Edito

Divergences fertiles

Découvrez l'édito du premier numéro de notre nouvelle formule : Les cadres se rebiffent.

Un data analyst qui plaque tout pour monter une coopérative, l’employée d’une grande entreprise de conseil qui quitte son poste très bien rémunéré pour rejoindre une ZAD, un jeune ingénieur sorti de Polytechnique devenu défenseur de la décroissance et des low-tech… Nous avons tous, dans les milieux urbains et aisés du moins, entendu une histoire de ce genre récemment. Se passerait-il quelque chose chez les couches « supérieures » ? Un nombre croissant de cadres seraient-ils en train de se rebiffer, de faire sécession, quitte à aller à l’encontre de leurs intérêts immédiats et de ceux de la classe dominante ? Difficile de l’affirmer, et le risque de fantasmer une réalité archi-minoritaire est bien là. Il serait encore plus hasardeux d’affirmer que ces transfuges venus des quartiers d’affaires et des open spaces rutilants peuvent changer la donne. Néanmoins, le poids symbolique de ces ruptures de ban, lorsqu’elles surviennent, n’est pas négligeable. Après tout, l’évolution éditoriale de Socialter ne peut que nous pousser à ne pas dédaigner ces nouveaux rebelles. Chacune des formules de notre journal – nous inaugurons ici la troisième – aura été un jalon dans l’approfondissement de la critique de la société et de ses institutions, dans l’accroissement de l’exigence que nous portons envers les transitions et utopies proposées en contre-­modèle. L’ambition d’allier un « pessimisme de l’intelligence » à un « optimisme de la volonté » continue de nous porter sur ses deux jambes ; mais comment ne pas se révolter, comment ne pas radicaliser sa position lorsqu’on a pour seul horizon la catastrophe annoncée ?

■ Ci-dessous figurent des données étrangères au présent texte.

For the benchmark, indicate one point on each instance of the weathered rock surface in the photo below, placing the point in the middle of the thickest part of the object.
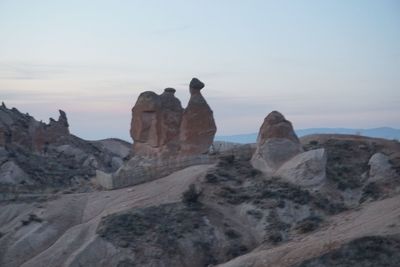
(22, 129)
(307, 169)
(198, 126)
(35, 157)
(166, 136)
(12, 174)
(380, 168)
(276, 143)
(160, 127)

Nous nous sentons donc solidaires de ces rebiffades, fussent-elles celles de gens privilégiés, fussent-elles parfois naïves ou tâtonnantes. Mais le discours qui est souvent relayé à leur égard ou par certains de ces rebelles ne manque pas d’être problématique. Il en va ainsi du militant britannique d’Extinction Rebellion qui avait déclaré dans un tweet : « Nous sommes ingénieurs. Nous sommes avocats. Nous sommes médecins. Nous sommes tout le monde. » Eh bien non, justement : vous, nous, ne sommes pas tout le monde. Voici ressuscitée, particulièrement avec la nouvelle vague du mouvement climat depuis 2018, la mythologie des 99 %, d’inspiration très américaine, qui avait émergé lors d’Occupy Wall Street en 2011. Son mot d’ordre : « Nous avons en commun d’être les 99 % qui ne tolèrent plus l’avidité et la corruption des 1 % restants. » Comme le faisait remarquer Serge Halimi dans un éditorial du Monde diplomatique : « Les 99 % mêlent indistinctement les damnés de la terre et une couche moyenne supérieure, assez épaisse, de médecins, d’universitaires, de journalistes, de militaires, de cadres supérieurs, de publicitaires, de hauts fonctionnaires sans qui la domination des 1 % ne résisterait pas plus de quarante-huit heures. »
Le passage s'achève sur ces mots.